Again, the U.S. seems to be playing catch-up. According to a recent report by the Brookings Institution, the number of free trade agreements (FTAs) involving Asian countries increased from just three pacts in 2000 to 54 pacts in 2009, yet only two of those agreements involved the U.S. as a partner. Prior to Congressional approval of the U.S.-Korea pact last fall, the U.S. had not concluded any FTAs in Asia since its bilateral pact with Singapore in 2003.
Impeded by the lack of new trade pacts with Asia, Asian imports from the U.S. declined as a percentage of those countries' total imports over the past decade. One example: For Indonesia, U.S. imports fell from 10.1% of that country's total imports in 2000 to 7.3% in 2009; for the Philippines, from 19% to 12% over the same period, and for South Korea, from 18.2% to just 9%.
For U.S. exporters, the TPP is expected to open new market opportunities in some countries that previously stopped short of making the full range of commitments required for forging a free trade agreement with the U.S. For example, Malaysia still imposes fairly high tariffs on imports from the U.S. During the administration of President George W. Bush, the U.S. attempted to negotiate an FTA with Malaysia, but the negotiations faltered when the Malaysian government was "unwilling to make some commitments" regarding eliminating non-tariff barriers that would expand the access of U.S. companies, says Goudie. By signaling its willingness to join the TPP, Malaysia "now apparently is willing to make" those specific commitments, he adds.
How deep and wide will the TPP eventually become? The governments of Canada, Japan and Mexico have already announced that they, too, would like to participate at some point in the future. Whether there will be a formalsecond stage in the membership process that eases their entry into the TPP is still "unclear," notes Goudie.
Looming over the future of the TPP will be the role of China, which could eventually be asked to join, according to some analysts. Brazil could also wind up forging some sort of relationship with the TPP, despite the fact that it lacks access to the Pacific.
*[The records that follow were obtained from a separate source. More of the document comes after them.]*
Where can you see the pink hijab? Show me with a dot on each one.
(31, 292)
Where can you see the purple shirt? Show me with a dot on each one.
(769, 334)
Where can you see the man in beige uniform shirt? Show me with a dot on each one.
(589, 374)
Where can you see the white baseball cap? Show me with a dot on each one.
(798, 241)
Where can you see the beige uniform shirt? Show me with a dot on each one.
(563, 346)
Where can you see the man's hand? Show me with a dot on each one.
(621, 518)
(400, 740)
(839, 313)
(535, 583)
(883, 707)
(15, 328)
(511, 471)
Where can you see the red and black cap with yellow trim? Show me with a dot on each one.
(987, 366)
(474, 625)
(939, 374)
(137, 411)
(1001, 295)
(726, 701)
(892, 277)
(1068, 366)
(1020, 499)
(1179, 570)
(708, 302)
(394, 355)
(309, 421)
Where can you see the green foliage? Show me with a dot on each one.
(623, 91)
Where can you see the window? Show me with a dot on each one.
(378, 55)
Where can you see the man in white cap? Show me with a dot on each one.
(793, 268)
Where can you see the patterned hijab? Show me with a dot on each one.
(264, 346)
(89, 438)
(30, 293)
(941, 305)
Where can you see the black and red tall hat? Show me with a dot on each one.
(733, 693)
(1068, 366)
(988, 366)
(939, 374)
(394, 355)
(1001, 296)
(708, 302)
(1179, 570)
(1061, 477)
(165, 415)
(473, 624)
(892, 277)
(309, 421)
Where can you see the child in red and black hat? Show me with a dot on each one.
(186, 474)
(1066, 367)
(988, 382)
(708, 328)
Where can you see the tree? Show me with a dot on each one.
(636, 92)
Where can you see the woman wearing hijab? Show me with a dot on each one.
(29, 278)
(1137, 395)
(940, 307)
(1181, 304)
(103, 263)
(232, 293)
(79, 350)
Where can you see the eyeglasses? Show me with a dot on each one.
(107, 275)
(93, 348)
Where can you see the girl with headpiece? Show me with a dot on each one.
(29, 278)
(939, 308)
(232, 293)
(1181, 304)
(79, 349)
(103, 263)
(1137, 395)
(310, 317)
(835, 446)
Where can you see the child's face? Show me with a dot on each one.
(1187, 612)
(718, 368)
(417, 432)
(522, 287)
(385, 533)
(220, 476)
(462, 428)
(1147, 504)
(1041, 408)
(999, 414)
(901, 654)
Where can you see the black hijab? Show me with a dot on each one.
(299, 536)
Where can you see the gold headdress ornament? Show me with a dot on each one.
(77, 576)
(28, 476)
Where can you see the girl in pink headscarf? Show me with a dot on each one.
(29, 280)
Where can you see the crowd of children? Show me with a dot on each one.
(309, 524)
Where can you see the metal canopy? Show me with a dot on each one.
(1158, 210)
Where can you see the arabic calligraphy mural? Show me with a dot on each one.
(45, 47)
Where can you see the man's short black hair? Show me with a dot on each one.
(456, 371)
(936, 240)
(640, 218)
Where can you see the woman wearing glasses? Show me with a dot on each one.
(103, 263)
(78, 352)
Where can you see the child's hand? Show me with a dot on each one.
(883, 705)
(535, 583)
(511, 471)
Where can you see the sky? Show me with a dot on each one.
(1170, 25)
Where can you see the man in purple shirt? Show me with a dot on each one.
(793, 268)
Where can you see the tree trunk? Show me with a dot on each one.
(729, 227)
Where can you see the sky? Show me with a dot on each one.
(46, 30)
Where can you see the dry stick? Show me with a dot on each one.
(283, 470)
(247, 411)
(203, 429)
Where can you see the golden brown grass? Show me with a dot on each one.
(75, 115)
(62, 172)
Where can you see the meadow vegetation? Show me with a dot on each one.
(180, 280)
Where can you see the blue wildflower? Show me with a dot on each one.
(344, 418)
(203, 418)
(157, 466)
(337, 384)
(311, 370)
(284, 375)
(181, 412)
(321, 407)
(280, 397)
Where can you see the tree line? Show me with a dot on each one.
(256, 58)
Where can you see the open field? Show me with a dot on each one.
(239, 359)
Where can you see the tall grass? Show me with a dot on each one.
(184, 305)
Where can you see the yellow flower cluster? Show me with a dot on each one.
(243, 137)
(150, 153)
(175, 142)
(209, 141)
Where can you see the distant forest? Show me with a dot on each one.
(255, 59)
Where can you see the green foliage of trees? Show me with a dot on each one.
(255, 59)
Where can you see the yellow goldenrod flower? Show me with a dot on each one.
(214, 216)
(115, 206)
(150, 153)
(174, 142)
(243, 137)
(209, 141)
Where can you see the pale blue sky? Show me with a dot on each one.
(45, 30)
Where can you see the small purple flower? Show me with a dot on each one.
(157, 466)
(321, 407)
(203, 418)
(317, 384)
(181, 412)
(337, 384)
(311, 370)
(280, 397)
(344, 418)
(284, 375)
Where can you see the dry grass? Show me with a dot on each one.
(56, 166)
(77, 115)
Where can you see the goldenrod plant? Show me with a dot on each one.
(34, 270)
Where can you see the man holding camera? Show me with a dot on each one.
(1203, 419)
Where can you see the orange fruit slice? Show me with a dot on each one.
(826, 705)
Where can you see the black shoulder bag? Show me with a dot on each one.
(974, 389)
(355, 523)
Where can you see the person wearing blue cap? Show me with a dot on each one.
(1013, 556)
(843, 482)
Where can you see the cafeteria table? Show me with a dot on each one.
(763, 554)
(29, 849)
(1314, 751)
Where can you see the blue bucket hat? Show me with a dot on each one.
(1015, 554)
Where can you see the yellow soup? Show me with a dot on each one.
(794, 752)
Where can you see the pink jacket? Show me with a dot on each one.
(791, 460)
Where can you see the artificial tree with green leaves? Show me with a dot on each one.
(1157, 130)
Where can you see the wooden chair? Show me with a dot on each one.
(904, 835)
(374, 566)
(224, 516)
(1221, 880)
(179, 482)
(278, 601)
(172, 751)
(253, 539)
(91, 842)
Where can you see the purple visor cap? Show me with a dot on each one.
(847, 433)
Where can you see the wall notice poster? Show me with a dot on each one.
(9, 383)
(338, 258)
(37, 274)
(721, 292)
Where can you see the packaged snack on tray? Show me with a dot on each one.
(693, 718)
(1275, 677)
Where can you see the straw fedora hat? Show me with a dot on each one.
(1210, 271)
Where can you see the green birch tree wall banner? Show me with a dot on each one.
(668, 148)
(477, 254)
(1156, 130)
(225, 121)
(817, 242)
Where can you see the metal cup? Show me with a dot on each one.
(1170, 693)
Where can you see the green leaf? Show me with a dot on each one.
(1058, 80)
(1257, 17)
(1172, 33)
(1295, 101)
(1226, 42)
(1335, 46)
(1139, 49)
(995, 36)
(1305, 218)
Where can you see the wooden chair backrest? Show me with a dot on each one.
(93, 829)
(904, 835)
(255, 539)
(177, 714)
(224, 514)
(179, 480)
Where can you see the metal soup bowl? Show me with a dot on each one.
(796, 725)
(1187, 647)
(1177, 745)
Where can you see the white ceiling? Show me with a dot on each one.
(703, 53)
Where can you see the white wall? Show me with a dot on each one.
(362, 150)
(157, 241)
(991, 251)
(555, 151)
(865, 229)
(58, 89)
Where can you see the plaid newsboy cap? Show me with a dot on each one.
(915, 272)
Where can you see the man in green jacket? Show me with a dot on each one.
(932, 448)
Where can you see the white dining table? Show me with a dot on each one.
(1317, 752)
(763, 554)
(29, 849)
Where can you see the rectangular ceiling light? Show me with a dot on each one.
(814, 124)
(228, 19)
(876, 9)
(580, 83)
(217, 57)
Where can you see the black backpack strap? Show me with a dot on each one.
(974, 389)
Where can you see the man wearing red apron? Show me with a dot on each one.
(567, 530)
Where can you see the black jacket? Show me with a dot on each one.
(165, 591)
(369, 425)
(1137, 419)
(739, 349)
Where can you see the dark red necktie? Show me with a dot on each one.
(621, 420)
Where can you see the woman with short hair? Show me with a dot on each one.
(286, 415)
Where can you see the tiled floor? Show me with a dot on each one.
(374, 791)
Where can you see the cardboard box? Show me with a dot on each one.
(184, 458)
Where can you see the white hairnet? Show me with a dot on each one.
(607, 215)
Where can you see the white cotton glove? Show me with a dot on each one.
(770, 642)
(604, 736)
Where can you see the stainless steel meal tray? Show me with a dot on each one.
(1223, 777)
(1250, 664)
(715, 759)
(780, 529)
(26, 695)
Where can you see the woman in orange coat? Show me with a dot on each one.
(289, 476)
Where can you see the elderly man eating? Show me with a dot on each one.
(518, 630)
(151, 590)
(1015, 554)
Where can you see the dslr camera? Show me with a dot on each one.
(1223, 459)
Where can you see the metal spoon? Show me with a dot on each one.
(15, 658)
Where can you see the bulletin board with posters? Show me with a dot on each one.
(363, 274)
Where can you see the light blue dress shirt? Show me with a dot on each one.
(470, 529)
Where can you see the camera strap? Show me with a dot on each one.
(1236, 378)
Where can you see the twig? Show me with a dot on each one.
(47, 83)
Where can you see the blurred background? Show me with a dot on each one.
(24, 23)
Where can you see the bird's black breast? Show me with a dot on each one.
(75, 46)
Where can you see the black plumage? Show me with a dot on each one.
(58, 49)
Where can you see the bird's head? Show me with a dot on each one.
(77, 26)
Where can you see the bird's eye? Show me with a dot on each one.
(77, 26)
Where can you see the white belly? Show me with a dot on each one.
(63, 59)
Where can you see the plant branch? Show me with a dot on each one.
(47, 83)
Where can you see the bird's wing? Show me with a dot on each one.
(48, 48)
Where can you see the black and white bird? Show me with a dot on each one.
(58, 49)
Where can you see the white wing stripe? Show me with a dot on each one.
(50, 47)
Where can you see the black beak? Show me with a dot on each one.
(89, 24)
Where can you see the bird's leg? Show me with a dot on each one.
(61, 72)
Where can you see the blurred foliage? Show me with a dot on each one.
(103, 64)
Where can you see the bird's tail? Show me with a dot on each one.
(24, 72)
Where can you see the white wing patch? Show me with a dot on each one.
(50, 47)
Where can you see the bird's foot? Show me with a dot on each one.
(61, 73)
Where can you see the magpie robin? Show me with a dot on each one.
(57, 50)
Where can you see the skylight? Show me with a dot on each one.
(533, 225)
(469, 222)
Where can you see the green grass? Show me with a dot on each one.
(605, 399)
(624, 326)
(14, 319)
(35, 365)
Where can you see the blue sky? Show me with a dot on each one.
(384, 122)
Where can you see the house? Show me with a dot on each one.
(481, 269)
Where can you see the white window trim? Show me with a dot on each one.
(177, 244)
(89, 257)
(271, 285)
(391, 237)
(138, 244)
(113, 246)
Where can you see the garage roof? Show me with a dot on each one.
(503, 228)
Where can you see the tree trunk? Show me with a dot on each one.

Although China has recently become the largest market for Brazilian exports, Brazil also wants to strengthen its trade ties with Peru and Chile, both future members of the TPP, says Monteiro. By associating itself in some capacity with the TPP, Brazil could use its relationship with South America's Pacific nations to enhance Brazilian companies' access to such Asia-Pacific markets as Australia, Malaysia, New Zealand and Japan. "Brazil doesn't want to become totally dependent on China," he notes.
If an agreement as sweeping and multilateral as the TPP becomes a success, will that mean that the long moribund Word Trade Organization-sponsored Doha Round of multilateral negotiations will finally be declared officially "dead?" Not necessarily so, according to Frank Vargo, vice president for international economic affairs at the National Association of Manufacturers. "No one wants to declare the Doha Round dead," he adds, suggesting instead that the Round be called by its original name, the Doha Development Agenda. "The WTO should have its agendas as well," rather than viewing the Doha agenda as its only major initiative, Vargo says. "It is time that we admit that it is not a Round," something that he defined as a "huge caldron into which you throw all interests and negotiations, and where someone wins and someone loses."